Dazucorilant is an antagonist of the glucocorticoid receptors, meaning it prevents cortisol from binding its natural receptors in the body and initiating the cascade of events leading to neuronal inflammation and death. It use is expected to ease the harmful effects of excess cortisol.
In preclinical studies, daily treatment with dazucorilant was found to reduce inflammation and protect against nerve cell death in animal models of ALS. Mice on the therapy also had better motor function and less muscle wasting than untreated mice.
“Dazucorilant showed great promise in animal models of ALS — improving motor performance and reducing neuroinflammation and muscular atrophy,” Guyer said.
The ongoing DAZALS trial is designed to test dazucorilant’s safety and efficacy in adults, 18 and older, with moderate rates of ALS disease progression.
We are conducting this important study in collaboration with TRICALS, the leading ALS academic consortium in Europe, to investigate dazucorilant’s potential to significantly improve the lives of patients with ALS.
To determine whether patients are eligible, their overall prognosis will be estimated using a tool called the European Network to Cure ALS (ENCALS) risk profile score, whose scores ranges from about -12 to zero. Scores closer to zero indicate patients with very fast progression and short survival times, while those closer to minus 12 are given to those with very slow progression with good prognosis and survival rates.

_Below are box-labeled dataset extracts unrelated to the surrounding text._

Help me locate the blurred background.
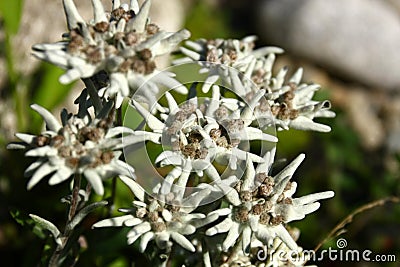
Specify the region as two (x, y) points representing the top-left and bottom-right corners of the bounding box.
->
(0, 0), (400, 267)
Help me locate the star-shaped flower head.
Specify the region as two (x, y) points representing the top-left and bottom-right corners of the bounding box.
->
(132, 85), (277, 200)
(206, 150), (334, 255)
(9, 97), (158, 195)
(174, 35), (283, 93)
(93, 176), (209, 252)
(175, 36), (335, 132)
(33, 0), (190, 108)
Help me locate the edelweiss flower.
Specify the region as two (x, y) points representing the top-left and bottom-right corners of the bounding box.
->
(8, 102), (157, 195)
(246, 66), (335, 132)
(132, 85), (277, 198)
(33, 0), (190, 108)
(174, 36), (283, 93)
(93, 176), (209, 252)
(175, 36), (335, 132)
(206, 150), (334, 254)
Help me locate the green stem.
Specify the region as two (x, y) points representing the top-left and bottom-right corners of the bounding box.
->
(49, 173), (81, 267)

The DAZALS trial is including patients with scores raging from –6 to –3, a range that includes nearly 60% of the overall ALS population and selects patients with similar disease progression rates.
Participants will be assigned randomly to one of two dazucorilant doses (150 mg or 300 mg) or a placebo, given as softgel capsules once daily for 24 weeks, or about six months.
The trial’s main goals are to determine the treatment’s safety, as well as changes in the ability to perform day-to-day tasks, as assessed with the ALS Functional Rating Scale Revised (ALSFRS-R). Researchers also will investigate changes in muscle strength, lung function, and quality of life as secondary outcome measures.
After completing the clinical trial, patients will have the option for enrollment in an open-label extension part, in which all will receive the 300 mg dose for an additional 24 weeks.